Moreover, engineers have become more adept at recovering all the useful materials from, with at least 98 percent of the original unit technically recyclable, while the EU insists on a minimum of 50 percent. Then there are those that can be used as second-life batteries, which usually means as storage devices for renewable energy, allowing it to be used when it’s most needed (such as peak times), rather than when it's being generated.
It takes too long to charge an EV
Plug a modern EV with a decent-sized battery into a domestic power supply and you could literally be waiting days for a full charge. That’s no good when you need to be somewhere in a hurry and you know you could fill the fuel tank of an ICE car and be on your way again in minutes.
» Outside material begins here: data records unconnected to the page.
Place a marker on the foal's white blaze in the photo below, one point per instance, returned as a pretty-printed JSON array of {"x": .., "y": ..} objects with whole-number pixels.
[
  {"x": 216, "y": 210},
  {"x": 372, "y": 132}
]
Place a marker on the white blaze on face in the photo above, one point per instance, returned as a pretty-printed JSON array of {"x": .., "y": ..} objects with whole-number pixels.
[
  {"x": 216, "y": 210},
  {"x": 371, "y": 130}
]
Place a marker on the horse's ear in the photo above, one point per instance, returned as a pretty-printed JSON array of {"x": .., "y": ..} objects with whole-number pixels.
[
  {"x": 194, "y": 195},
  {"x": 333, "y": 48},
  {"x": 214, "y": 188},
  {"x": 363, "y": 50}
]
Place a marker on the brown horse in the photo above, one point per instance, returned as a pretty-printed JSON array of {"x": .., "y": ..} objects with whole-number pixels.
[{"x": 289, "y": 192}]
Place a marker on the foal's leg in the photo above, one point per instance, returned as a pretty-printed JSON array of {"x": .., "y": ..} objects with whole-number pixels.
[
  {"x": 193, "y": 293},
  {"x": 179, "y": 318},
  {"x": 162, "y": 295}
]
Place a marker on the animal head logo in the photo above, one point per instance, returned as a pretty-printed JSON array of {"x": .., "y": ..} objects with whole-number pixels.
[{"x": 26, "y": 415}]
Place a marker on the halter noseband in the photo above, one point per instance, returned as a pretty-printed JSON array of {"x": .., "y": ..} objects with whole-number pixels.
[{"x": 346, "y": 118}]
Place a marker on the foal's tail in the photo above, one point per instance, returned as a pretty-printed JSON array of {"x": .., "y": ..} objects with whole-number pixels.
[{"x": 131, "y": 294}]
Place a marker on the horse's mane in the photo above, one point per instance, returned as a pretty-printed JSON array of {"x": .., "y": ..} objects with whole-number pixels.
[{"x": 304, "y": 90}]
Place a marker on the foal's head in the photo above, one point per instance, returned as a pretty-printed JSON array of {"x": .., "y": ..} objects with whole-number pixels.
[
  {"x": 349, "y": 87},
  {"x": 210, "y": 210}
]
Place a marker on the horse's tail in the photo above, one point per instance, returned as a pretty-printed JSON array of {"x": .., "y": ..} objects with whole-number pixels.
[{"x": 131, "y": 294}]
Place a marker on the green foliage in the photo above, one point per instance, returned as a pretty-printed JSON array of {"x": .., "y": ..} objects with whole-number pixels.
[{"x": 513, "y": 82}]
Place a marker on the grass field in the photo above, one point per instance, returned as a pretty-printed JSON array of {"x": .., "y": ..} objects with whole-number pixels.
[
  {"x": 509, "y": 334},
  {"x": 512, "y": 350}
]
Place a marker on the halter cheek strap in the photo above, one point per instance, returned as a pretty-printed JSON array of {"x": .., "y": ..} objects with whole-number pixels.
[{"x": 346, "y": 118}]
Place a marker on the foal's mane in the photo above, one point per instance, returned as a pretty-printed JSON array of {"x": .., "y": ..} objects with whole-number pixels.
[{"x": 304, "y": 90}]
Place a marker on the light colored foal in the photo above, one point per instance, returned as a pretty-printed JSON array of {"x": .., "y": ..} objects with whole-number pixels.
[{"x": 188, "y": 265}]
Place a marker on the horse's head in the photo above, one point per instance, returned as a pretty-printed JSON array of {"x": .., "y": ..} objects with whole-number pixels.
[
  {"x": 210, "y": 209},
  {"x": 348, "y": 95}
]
Now, it is true that if you plug, say, a Jaguar i-Pace into a domestic three-pin socket you’ll be looking at well over 24 hours for a full charge, while even with a 7kW wallbox it’ll take 13 hours. Yet while that sounds like a lot, you’re not recommended to use the former, and the latter is no more than an overnight charge, a time you’re unlikely to be using the car anyway. What it does mean is that you’ll leave the house everyday with a ‘full tank’. It’s like having a filling station forecourt on your driveway.
Then, when you’re out and about you can take advantage of fast chargers. Most models will top-up at 50kW, while models such as the i-Pace can accept 100kW, resulting in 80 percent capacity in just 40 minutes. And charging rates are only getting faster, with models from Porsche, Audi, Genesis, Hyundai and Kia with 800 volt architecture that can potentially charge up to 350kW. For example, the Genesis GV60 can reach that 80 percent figure in only 18 minutes. For most people on a long journey, that’s less time than they’ll usually stop for a break, and a bite to eat regardless of the type of car they’re driving.
Only those with off-street parking can own an EV
Around 80 percent of EV charging takes place at home, which makes sense when you consider you can leave the car plugged-in overnight for a full battery the following day. So it makes sense that to drive an electric car you need a driveway, because you can’t leave cables trailing across the pavement. Indeed, many local councils forbid this practise, understandably worried about the potential for injuries as pedestrians get tripped up by trailing wires.
With around 40 percent of homes in the UK lacking off street parking, it looks like you’re out of luck if you don’t have a driveway. Well, not quite. For example, there are over 30,000 public chargers available, with around 600 being added every month, so you could plug in on a road near you. There are also an increasing number of lamppost chargers being installed, that allow quick and easy charging when you’re kerbside. Or you can sign-up to apps such as Co-Charger and Plug-Share that give you access to off-street domestic chargers of fellow EV.
Better still, in the future there will be even more solutions to charging on the street, from simple ideas such as underground channels to feed your charging cables under the pavement, to sophisticated wireless technology (much like your smartphone, you’ll effectively be able to park your car and a large inductive pad under the Tarmac will top up the battery without you even touching a cable. Neat).